Cheap broadband connectivity can spur a revolution similar to that seen in the 1990s through the creation of software firms and business process outsourcing and knowledge process outsourcing firms in urban India. Can we deprive rural India of such services/connectivity through wireless and 3G networks, for meeting our fiscal deficit?
We have 40 million fixed telecom connections today after the taxpayer spent huge amounts to develop these networks. But we have far more cable TV connections because the cable operators connected homes at no cost to the taxpayer. New technologies and a unified/liberal telecom regime can permit such networks to offer telecom services too. Should we not allow them?
Another way of keeping the entry fee low for 3G spectrum would be to allow 2G networks to carry 3G technologies. This is happening in India, though with state restrictions. A clear statement that this is permitted would lead to lower bids for 3G and broadband wireless access and an efficient broadband network.
A word about the broadband wireless entry fee. The state has prescribed this as half of what is levied on 3G. This is illogical because such networks can only carry data and not voice and today most of our network business—around 90%—is voice-based. How can they be charged half the price? The auctions must lead to price discovery without fixing a reserve price.

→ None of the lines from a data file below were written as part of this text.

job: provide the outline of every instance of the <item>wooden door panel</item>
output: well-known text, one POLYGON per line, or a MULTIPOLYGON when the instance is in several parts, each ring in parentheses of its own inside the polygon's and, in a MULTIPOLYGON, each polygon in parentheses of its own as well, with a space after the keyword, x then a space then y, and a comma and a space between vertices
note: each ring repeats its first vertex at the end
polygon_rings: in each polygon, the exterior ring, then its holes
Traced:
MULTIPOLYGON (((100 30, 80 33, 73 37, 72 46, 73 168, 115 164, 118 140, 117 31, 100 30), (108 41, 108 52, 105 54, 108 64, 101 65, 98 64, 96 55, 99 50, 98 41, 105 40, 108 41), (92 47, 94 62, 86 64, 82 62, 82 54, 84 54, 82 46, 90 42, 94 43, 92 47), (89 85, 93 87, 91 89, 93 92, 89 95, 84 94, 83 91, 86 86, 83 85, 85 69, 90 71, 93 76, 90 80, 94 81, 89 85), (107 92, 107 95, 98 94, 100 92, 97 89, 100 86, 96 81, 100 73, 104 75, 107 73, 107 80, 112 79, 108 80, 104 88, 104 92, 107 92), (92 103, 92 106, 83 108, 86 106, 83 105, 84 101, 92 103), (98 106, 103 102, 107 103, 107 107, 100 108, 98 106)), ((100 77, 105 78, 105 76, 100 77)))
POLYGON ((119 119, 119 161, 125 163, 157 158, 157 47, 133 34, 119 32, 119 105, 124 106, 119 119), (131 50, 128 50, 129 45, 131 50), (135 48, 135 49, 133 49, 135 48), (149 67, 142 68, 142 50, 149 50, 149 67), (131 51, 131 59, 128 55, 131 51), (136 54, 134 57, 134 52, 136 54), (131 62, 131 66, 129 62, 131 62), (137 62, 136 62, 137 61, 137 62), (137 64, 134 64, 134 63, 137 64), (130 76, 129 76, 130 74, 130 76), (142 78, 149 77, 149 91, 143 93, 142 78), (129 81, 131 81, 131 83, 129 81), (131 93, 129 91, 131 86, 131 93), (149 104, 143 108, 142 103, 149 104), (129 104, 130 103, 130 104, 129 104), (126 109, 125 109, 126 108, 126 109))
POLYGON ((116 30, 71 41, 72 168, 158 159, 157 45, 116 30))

The last few years have shown that communications is the best investment for a country and we should not shift resources from the telecom sector for funding unviable sectors of the Indian economy. We did this until 2003 and reached 5% teledensity. We have the opportunity of a lifetime to give broadband to all in five years by rationally implementing controlled auctions both for 3G and broadband wireless, and by allowing 3G technologies on 2G networks like in other countries, and not try to extract money from the telecom sector, severely restricting its growth.